Woman, 39, Killed in Tire Blowout Accident
A 39-year-old Mississippi woman lost her life after her vehicle left the road and struck a number of trees. Highway Patrol said that the culprit was a blown tire. According to the report, the woman was not wearing her seatbelt at the time of the accident. Does that mean that her family wouldn’t be able to sue the tire company if they produced a defective tire? Not at all. In this article, we’ll discuss why contributing negligence to an accident is not a bar for recovery.
Committing Negligence Means Liability
The headline works both ways. Let’s assume that the tire manufacturer produced a defective tire. Further, the woman had only been driving on the tire for two months before the blowout occurred. The tires were properly inflated and installed correctly.
While any tire manufacturer named in a lawsuit would bring up the woman’s failure to wear a seatbelt as a factor that made her death much more likely, the seatbelt doesn’t tell the whole story.
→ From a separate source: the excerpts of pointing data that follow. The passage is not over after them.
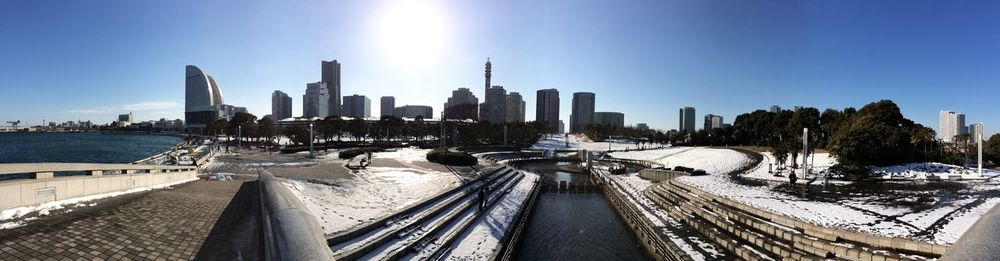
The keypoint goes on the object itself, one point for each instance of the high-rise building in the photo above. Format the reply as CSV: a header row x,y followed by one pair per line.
x,y
686,119
616,119
281,105
547,109
388,106
412,111
975,130
951,125
203,103
331,76
713,121
582,112
514,107
357,106
494,104
462,105
316,101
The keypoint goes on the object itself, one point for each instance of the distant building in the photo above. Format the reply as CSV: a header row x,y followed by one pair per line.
x,y
203,103
412,111
686,119
547,109
281,105
316,101
975,130
582,112
462,105
388,106
616,119
494,105
514,107
951,124
713,121
357,106
330,73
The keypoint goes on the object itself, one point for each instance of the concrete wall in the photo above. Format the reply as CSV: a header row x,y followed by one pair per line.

Further, it doesn’t absolve the tire manufacturer of its duty of care to produce a safe product for America’s drivers.
On the same token, the lack of a seatbelt exacerbated the accident and likely produced the fatal outcome. That means that while the tire manufacturer did contribute negligence, the plaintiff also contributed negligence. The plaintiffs in this case would be the victim’s estate and her close family members. But we don’t know. Had the woman been wearing her seatbelt, she may or may not have survived the accident.
How does a jury resolve this problem?
The court issues instructions to the jury to determine the liability of each party to the lawsuit. In other words, some of the liability is assigned to the plaintiff and some of the liability is assigned to the defendant. Let’s say that the plaintiffs do their job and show that the tire was manufactured defectively and this tire defect led to the accident that took the woman’s life. The jury determines that the tire manufacturer contributed 80% of the liability and assigned 20% of the liability to the driver who was not wearing her seatbelt.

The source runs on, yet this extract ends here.